BR Blog: Lifetime allowance

14.12.2015

Filed Under: Private Client

Written by: Martin Reynard

Increasingly, we are coming across people who don’t fully understand the significance of the lifetime allowance, perhaps not realising that it has been reducing for the last four years, and, so, have missed the opportunity to “protect” themselves, resulting in unnecessary tax charges of up to £120,000.

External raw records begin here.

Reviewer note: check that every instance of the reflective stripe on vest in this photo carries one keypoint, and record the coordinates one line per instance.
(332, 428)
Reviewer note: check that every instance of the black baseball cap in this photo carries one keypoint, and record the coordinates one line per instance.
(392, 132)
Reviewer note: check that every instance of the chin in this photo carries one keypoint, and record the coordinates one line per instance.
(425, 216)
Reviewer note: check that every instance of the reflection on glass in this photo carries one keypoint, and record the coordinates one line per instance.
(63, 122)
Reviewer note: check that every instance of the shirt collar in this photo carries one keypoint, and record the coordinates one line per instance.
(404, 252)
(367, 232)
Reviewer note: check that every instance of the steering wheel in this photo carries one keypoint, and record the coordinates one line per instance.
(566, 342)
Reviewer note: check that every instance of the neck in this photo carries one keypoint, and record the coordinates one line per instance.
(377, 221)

With another cut on the horizon, it is important to take stock and act now to minimise tax.
 
Historically
A cornerstone of the Government’s 2006 pension simplification exercise, the lifetime allowance has been subject to much tinkering ever since. The premise is simple: everyone is allowed to accumulate tax favoured pension arrangements up to a limit (broadly 25% tax free; 75% taxed as income). Go over the limit and the excess is taxed at 55%.
 
Pitching the allowance at £1.5m in April 2006, the Government allowed pre-set increases over the following five years so that by April 2011 up to £1.8m could be built up.
 
National austerity then took hold. April 2012 and April 2014 saw the allowance systematically cut back to £1.5m and £1.25m respectively. April 2016 sees a third and hopefully final cut to £1m, albeit with the allowance then being linked to CPI from April 2018. CPI, by the way, is currently 0%.
 
Along the way, the Government has allowed people to lock in to a higher allowance before a cut came in, such protection being subject to timely application and generally conditional on no further pension contributions being paid. Beneficiaries of Fixed Protection 2012 or Fixed Protection 2014 will have a lifetime allowance of £1.8m or £1.5m.
 
Act now
In the same vein, the current £1.25m allowance is available to anyone applying for Fixed Protection 2016. HMRC has yet to confirm the procedure for this and it may be that 5 April 2016 is not an application deadline (as the two Fixed Protection precedents might imply) but it will definitely be conditional on no further pension contributions being paid after 5 April 2016. If applicable, this might entail leaving an employer sponsored pension scheme – not a step to be taken lightly, especially if there is no cash alternative to the employer’s contribution.
 
Those with pension funds of £1m or more may also apply for Individual Protection 2016, substituting the higher value of their pension arrangements as their own personal allowance, subject to a maximum of £1.25m. Individual Protection 2016 is not conditional on contributions stopping – potentially beneficial to members of employer sponsored pension arrangements.
 
Likewise, those with pension arrangements valued at £1.25m or more as at 5 April 2014 should consider applying for Individual Protection 2014 so as to secure a personal allowance of more than £1.25m (£1.5m maximum). The deadline for doing so is 5 April 2017, to allow the April 2014 valuations to be done.